Sarah began digging a trench towards the back of the mandible, and uncovered a cluster of vertebrae and ribs – which would expand the size of the jacket to a 7’ x 3’ wide oval – a bit gigantic. Meanwhile, Rich had been working on trenching around a vertebra about 2’ away from the mandible, and finding more and more bone between it and the mandible – and more bone opposite, with just enough room for a narrow trench between them. It would mean we would need some smaller jackets on that side. By about 2pm, I was starting to get quite nervous: the bone scatter was growing, and no trenches were being dug: our attempted trenches kept on stepping outward away from the middle of the bone scatter, and my hopes for a quick and simple excavation were dashed. With each new bone I was becoming increasingly more panicked – realizing that I had bitten off way more than I could chew. Rich also had to leave around 1pm to go hunting, so we were down to three. Mark had to leave around 3 – and fortunately, CCNHM ally Ashby Gale – who was doing an educational program in Columbia – had gotten off early and would meet us at the quarry around 3pm. Calling in that lifeline was very much needed, as we were starting to get tired and sloppy – and making mistakes. Late in the day, especially with tired muscles, it’s harder to swing a pick or hit a chisel with a hammer. As your accuracy with a pick decreases, it becomes ever easier to hit something unintended – most often the fossil itself (rather than, say, somebody’s foot) – or accidentally smash your non-dominant hand holding the chisel instead of the chisel itself. That’s precisely what I did that afternoon – well, I actually hit the chisel quite well, but that one in particular has a hemispherical striking surface and the hammer glanced off and pounded me pretty hard on the left index finger – and I had a moderately blueish finger for a week.

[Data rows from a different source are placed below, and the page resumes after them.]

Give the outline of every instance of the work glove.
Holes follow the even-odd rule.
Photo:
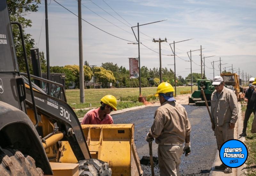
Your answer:
[[[191,151],[191,147],[190,146],[190,142],[185,143],[185,145],[183,148],[183,154],[185,154],[185,156],[187,156],[190,154]]]
[[[214,124],[212,124],[212,129],[214,131],[214,130],[215,129],[215,125]]]
[[[148,142],[150,142],[151,141],[154,140],[154,138],[151,135],[150,133],[148,132],[147,135],[146,137],[146,141]]]

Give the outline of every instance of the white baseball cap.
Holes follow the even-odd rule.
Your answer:
[[[251,82],[251,81],[254,81],[254,79],[255,78],[252,77],[250,78],[250,79],[249,79],[249,82]]]
[[[212,84],[213,85],[220,85],[221,83],[223,82],[223,78],[221,76],[216,76],[213,78],[213,82]]]

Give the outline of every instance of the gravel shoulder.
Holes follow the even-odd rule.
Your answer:
[[[182,100],[188,96],[182,96]],[[177,98],[178,102],[178,99]],[[181,175],[208,175],[215,156],[217,145],[206,107],[184,105],[188,112],[192,127],[190,140],[192,151],[189,156],[181,157],[180,166]],[[134,140],[140,159],[149,156],[148,146],[145,137],[153,123],[155,112],[158,106],[146,107],[112,116],[115,124],[133,123],[135,124]],[[159,175],[157,164],[157,145],[153,143],[152,149],[156,162],[154,168],[156,175]],[[151,174],[150,166],[142,165],[144,175]]]

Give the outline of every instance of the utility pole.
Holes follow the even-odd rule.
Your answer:
[[[203,79],[203,63],[202,60],[202,45],[200,45],[200,51],[201,52],[201,79]]]
[[[247,73],[245,72],[245,85],[247,84]]]
[[[204,59],[207,58],[210,58],[211,57],[213,57],[213,56],[215,56],[215,55],[214,56],[208,56],[207,57],[204,57],[204,79],[205,79],[205,60]]]
[[[50,80],[50,63],[49,58],[49,35],[48,31],[48,5],[47,0],[44,0],[44,6],[45,11],[45,38],[46,42],[46,61],[47,65],[47,79]],[[51,94],[50,84],[47,83],[47,92],[48,95]]]
[[[140,97],[141,96],[141,76],[140,75],[140,31],[139,29],[139,23],[137,23],[137,28],[138,29],[138,50],[139,56],[139,80],[140,87]]]
[[[79,84],[80,87],[80,102],[84,102],[84,61],[83,58],[83,37],[82,35],[81,0],[78,3],[78,31],[79,42]],[[94,79],[94,78],[93,78]]]
[[[133,33],[133,34],[134,34],[134,36],[135,37],[135,38],[136,39],[136,40],[138,42],[138,44],[136,44],[134,43],[128,43],[128,44],[138,44],[138,52],[139,52],[139,56],[138,57],[139,59],[139,86],[140,86],[140,97],[141,96],[141,78],[140,77],[140,35],[139,35],[139,27],[140,26],[144,26],[144,25],[147,25],[147,24],[149,24],[152,23],[157,23],[158,22],[161,22],[161,21],[165,21],[165,20],[161,20],[161,21],[155,21],[154,22],[152,22],[151,23],[148,23],[144,24],[141,24],[140,25],[139,25],[139,23],[137,23],[137,26],[132,26],[132,27],[131,27],[131,28],[132,28],[132,32]],[[138,28],[138,38],[137,39],[137,37],[136,37],[136,35],[135,35],[135,33],[134,33],[134,31],[133,30],[133,29],[132,28],[135,28],[135,27],[137,27]]]
[[[203,48],[203,49],[200,49],[198,50],[193,50],[192,51],[191,51],[191,50],[190,50],[190,52],[187,52],[187,54],[188,54],[188,58],[189,58],[189,60],[190,60],[190,74],[191,74],[191,93],[192,93],[192,86],[193,84],[193,76],[192,75],[192,57],[191,55],[191,52],[201,50],[203,50],[204,49],[204,48]],[[190,52],[190,57],[189,57],[189,55],[188,55],[188,52]]]
[[[220,74],[221,74],[221,62],[220,60]]]
[[[159,42],[159,58],[160,60],[160,69],[159,71],[160,72],[160,83],[161,83],[163,81],[163,79],[162,79],[162,63],[161,61],[161,42],[167,42],[167,40],[165,38],[164,40],[161,40],[161,39],[159,38],[158,40],[156,40],[155,38],[153,39],[153,40],[152,41],[153,42]]]
[[[92,70],[92,73],[93,74],[93,89],[95,89],[95,76],[94,75],[94,67],[97,66],[96,65],[93,65],[90,66],[92,67],[92,69],[93,70]]]
[[[244,86],[244,70],[243,70],[243,86]]]
[[[171,47],[171,49],[172,49],[172,53],[173,54],[173,55],[174,56],[174,86],[175,87],[175,96],[176,96],[176,65],[175,63],[175,44],[176,43],[179,43],[180,42],[185,42],[185,41],[188,41],[188,40],[192,40],[193,39],[193,38],[191,38],[190,39],[188,39],[188,40],[182,40],[182,41],[180,41],[179,42],[175,42],[175,41],[173,41],[173,43],[172,44],[170,44],[170,47]],[[173,50],[172,51],[172,44],[173,44]]]
[[[232,73],[233,73],[233,64],[232,64]]]

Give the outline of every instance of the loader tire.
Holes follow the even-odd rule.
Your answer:
[[[78,164],[79,176],[108,176],[112,174],[108,164],[101,160],[90,159],[80,161]]]
[[[2,175],[44,176],[35,160],[29,155],[10,149],[0,149],[0,173]]]

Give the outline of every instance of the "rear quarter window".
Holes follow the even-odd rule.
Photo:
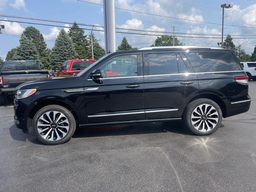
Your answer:
[[[247,63],[248,67],[256,67],[256,63]]]
[[[228,52],[191,52],[185,53],[185,55],[196,72],[240,70],[233,56]]]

We still needed to find the edges and define a trench, so I started swinging our Estwing paleo pick – the modern equivalent of the famous Marsh pick, and a bit smaller and more versatile than a railroad or garden pick – and was picking off large blocks, up to the size of a football or so. This activity was on the “left” side of the skeleton, where we thought we had the cluster of vertebrae. It was going well, until I pried loose a 15 lb block – that had broken right through several articulated vertebrae. I was partially pissed and partially relieved: there were still some bits in the ground, but it was a clean break; articulation generally means you can follow a skeleton’s anatomy and accurately predict where elements will be – up until now, most of the bones had been in a confusing jumble, clearly disarticulated after death. Unfortunately, this also meant that, at minimum, the bone scatter grew outwards by at least a foot. One good development was Sarah’s discovery of the periotic of our whale – I had her leave it alone after exposing just a little bit of it.
It's hard to see but that funky little thing on the right is part of the periotic (inner earbone) - very few basilosaurid specimens have a periotic that is both freed from the skull and figured and described properly, and this is also the first periotic known for this genus. Later I had nightmares that it was actually just a weird fish bone, prompting me to open up the foil jacket over the weekend and confirm its identification. It is in fact a beautiful earbone!